COVID-19 generates sales
SolarEdge’s decline in sales in the third quarter was in stark contrast to its historical pattern: the inverter and optimizer manufacturer has achieved average growth of 45% per year since it was listed in 2015. However, last quarter sales were hit by a slower-than-expected recovery in commercial installations. The installation of new solar power systems, especially in the commercial sector, has stalled due to the COVID-19 pandemic.
Management anticipates that commercial installations will recover significantly in 2021 and that the new line of lower-cost optimizers will increase sales.
By comparison, household product sales were relatively stable in the third quarter. Sales in this segment increased sequentially by 2% in accordance with management’s instructions.
SolarEdge expects commercial sales to remain weak in the fourth quarter. Overall, the company expects sales to decline by 15% compared to the previous year, which would, however, also amount to a sequential growth of 5%. Gross margins are projected to be in the 32% to 34% range depending on where they landed in the third quarter.
It’s worth noting that SolarEdge’s decline in sales was not due to a loss of market share. On the conference call on third quarter results, CEO Zvi Lando claimed the company is now doing broadly better in terms of market share than it was a year ago. Management is confident that SolarEdge will maintain or improve its stake in 2021.
In addition to inverters and optimizers, energy storage products could be an important long-term growth driver for SolarEdge. The company announced a delay of several months in releasing its household battery. The batteries are expected to add to the company’s revenue from the second quarter of 2021. That news could have been one of the factors that contributed to the stock’s decline after the company reported results.
The postponement of the battery start was due to pandemic-related travel restrictions. However, revenue from the product was expected to be minimal in 2020, and a delay of a few months shouldn’t be a major problem.
Another important growth avenue for SolarEdge in the long run could be the electric vehicle market. The drive train units for light commercial vehicles, light commercial vehicles and e-motorcycles are currently in the test and qualification phase.

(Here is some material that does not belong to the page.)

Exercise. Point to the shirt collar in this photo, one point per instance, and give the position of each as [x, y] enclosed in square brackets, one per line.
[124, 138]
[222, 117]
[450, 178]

SolarEdge appears well positioned to grow given the positive outlook for solar energy as well as the company’s leading position in the photovoltaic inverters and optimizers segment. However, it faces increasing competition from other vendors, which can hurt the company’s margins.
At the same time, changes in government policies and subsidies can have a significant impact on the demand for SolarEdge products. It must consistently deliver innovative offerings at competitive prices in order to maintain and expand its market share.
A great growth stock?
Given the risks SolarEdge faces, investors can’t expect it to return to the high levels of sales and earnings growth it had before 2020. Because of that, with a P / E ratio of around 69, the stock looks a bit expensive, even after its recent decline.
Nevertheless, SolarEdge offers promising growth prospects. The performance in the third quarter does not reflect any significant change in long-term development. Even without a Democratic majority in the Senate, President-elect Joe Biden’s arrival in the Oval Office should be optimistic for solar stocks. The decline in the price of SolarEdge stock provides an entry point for long-term investors. Given the company’s weak fourth quarter outlook, the stock could remain volatile in the short term, which could provide additional attractive entry points. Buying the dips could be a great way to build a position in this stock.